I do not know how I could start with this exercise, could you give me a hint?
Trivial part:
First verify that 1. and 2. hold for $n=1729=12^3+1^3=10^3+9^3=7\cdot 13\cdot 19$ (so $k=1$ in 2.).
The non-trivial part:
Assume $n$ has properties 1. and 2., say $$n=a^3+b^3=c^3+d^3=(6k+1)(12k+1)(18k+1)$$ with $\{a,b\}\ne\{c,d\}$ and $p_1:=6k+1,p_2:=12k+1,p_3:=18k+1$ prime.
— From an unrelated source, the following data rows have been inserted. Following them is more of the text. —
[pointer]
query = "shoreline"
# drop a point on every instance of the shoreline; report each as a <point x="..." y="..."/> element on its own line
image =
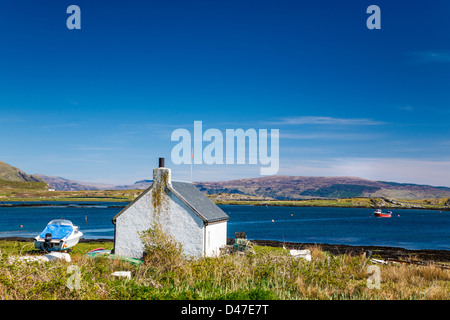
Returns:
<point x="396" y="253"/>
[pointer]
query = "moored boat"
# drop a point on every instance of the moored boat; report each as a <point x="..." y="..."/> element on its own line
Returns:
<point x="59" y="234"/>
<point x="381" y="214"/>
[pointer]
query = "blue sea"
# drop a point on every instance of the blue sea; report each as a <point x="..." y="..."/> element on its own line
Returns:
<point x="410" y="229"/>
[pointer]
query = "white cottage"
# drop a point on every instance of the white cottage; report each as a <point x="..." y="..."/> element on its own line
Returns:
<point x="183" y="211"/>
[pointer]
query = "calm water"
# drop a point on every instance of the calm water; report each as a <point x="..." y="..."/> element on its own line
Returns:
<point x="411" y="229"/>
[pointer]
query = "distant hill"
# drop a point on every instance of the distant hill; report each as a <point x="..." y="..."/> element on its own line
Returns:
<point x="297" y="187"/>
<point x="269" y="187"/>
<point x="10" y="173"/>
<point x="138" y="185"/>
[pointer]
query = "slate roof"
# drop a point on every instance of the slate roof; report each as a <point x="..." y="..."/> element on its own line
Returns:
<point x="201" y="205"/>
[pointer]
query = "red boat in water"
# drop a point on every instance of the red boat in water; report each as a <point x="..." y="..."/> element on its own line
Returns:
<point x="379" y="213"/>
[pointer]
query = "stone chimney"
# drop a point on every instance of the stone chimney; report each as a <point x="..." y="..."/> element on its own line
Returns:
<point x="161" y="179"/>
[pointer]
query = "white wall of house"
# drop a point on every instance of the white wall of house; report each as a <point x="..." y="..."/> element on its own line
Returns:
<point x="215" y="237"/>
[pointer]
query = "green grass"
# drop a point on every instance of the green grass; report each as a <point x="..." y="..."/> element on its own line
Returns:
<point x="269" y="273"/>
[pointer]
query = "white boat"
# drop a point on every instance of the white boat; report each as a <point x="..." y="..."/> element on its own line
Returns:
<point x="59" y="234"/>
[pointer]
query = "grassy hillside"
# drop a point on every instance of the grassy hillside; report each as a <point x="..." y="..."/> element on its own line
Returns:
<point x="299" y="188"/>
<point x="269" y="273"/>
<point x="37" y="191"/>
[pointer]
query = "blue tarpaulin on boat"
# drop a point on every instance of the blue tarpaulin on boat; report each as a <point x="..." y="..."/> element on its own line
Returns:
<point x="58" y="231"/>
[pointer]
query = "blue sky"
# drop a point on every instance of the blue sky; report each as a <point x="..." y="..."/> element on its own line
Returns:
<point x="99" y="104"/>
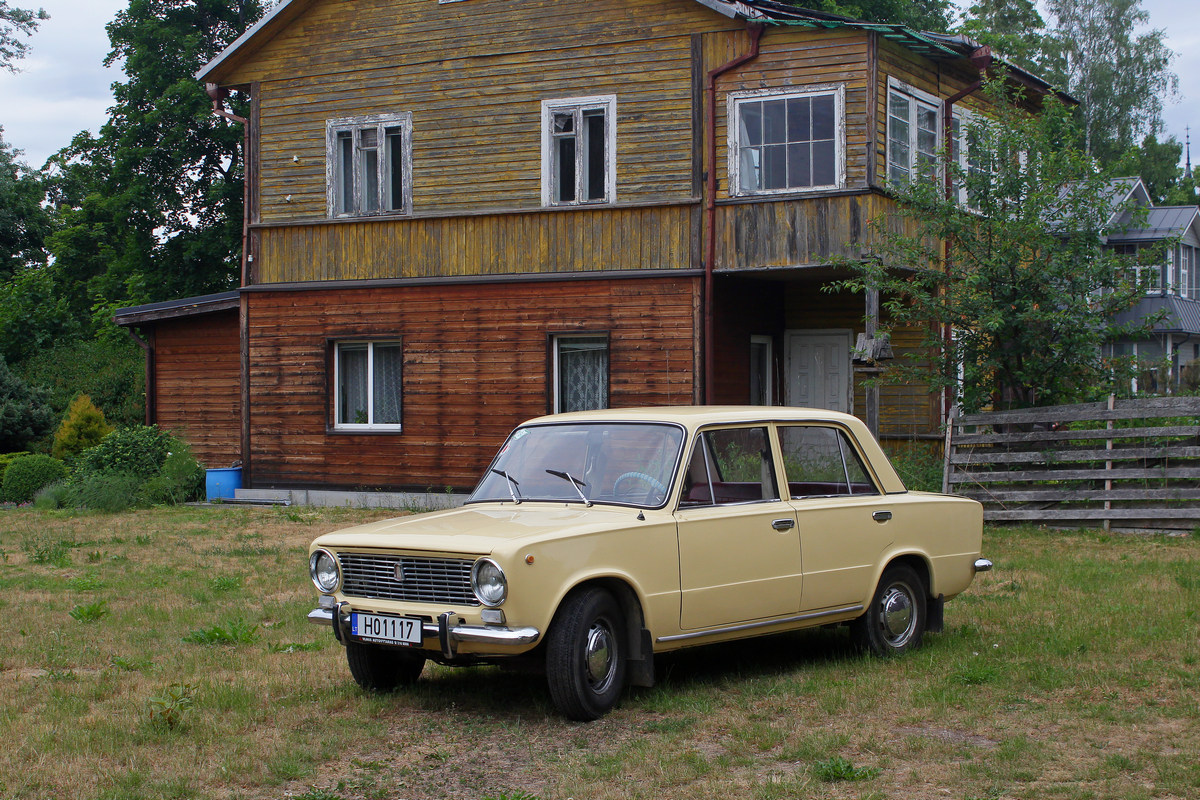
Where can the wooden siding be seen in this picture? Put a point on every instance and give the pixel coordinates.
(661, 238)
(473, 74)
(796, 59)
(474, 365)
(197, 379)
The positive divisors of $n$ are, in ascending order (because $p_3<3p_1$), $$ 1,\;p_1,\;p_2,\;p_3,\;p_1p_2,\;p_1p_3,\;p_2p_3,\;n.$$ Note that $p_1^3< \frac n2$. Also, $p_2>\sqrt[3]n$ and hence $p_1p_2>2\sqrt[3]n$. We have $$n=a^3+b^3=(a+b)(a^2-ab+b^2)$$ where $\frac n2\le\max\{a^3,b^3\}\le n$ and therefore $$\sqrt[3]{\frac n2}\le a+b\le 2\sqrt[3]n.$$ We conclude that $a+b\in\{p_2,p_3\}$. Similarly, $c+d\in\{p_2,p_3\}$.
If we know the value of $a+b$, then we also know $(a+b)^2-\frac n{a+b}=3ab$, hence find $\{a,b\}$ as the roots of $X^2-(a+b)X+ab$. We conclude that $a+b\ne c+d$. So wlog. $$a+b=p_2,\qquad c+d=p_3.$$
In the example of $n=1729$, we happen to have have $|c-d|=1$. So we might try to express $|c-d|$ in terms of the $p_i$ and see if that produces a severe restriction in the general case. A similar strategy with $|a-b|$ and based on the obaservation $\min\{a,b\}=1$ for $n=1729$ might also work but appears to be less simple.
Now we have $$ cd =\frac{(c+d)^2-(c^2-cd+d^2)}3= \frac{p_3^2-p_1p_2}3$$ and $$ (c-d)^2=(c^2-cd+d^2)-cd = p_1p_2-cd=\frac{4p_1p_2-p_3^2}3=-12k^2+12k+1.$$ This is negative for $k>1$ whereas we have a square on the left. We conclude that $k\le1$.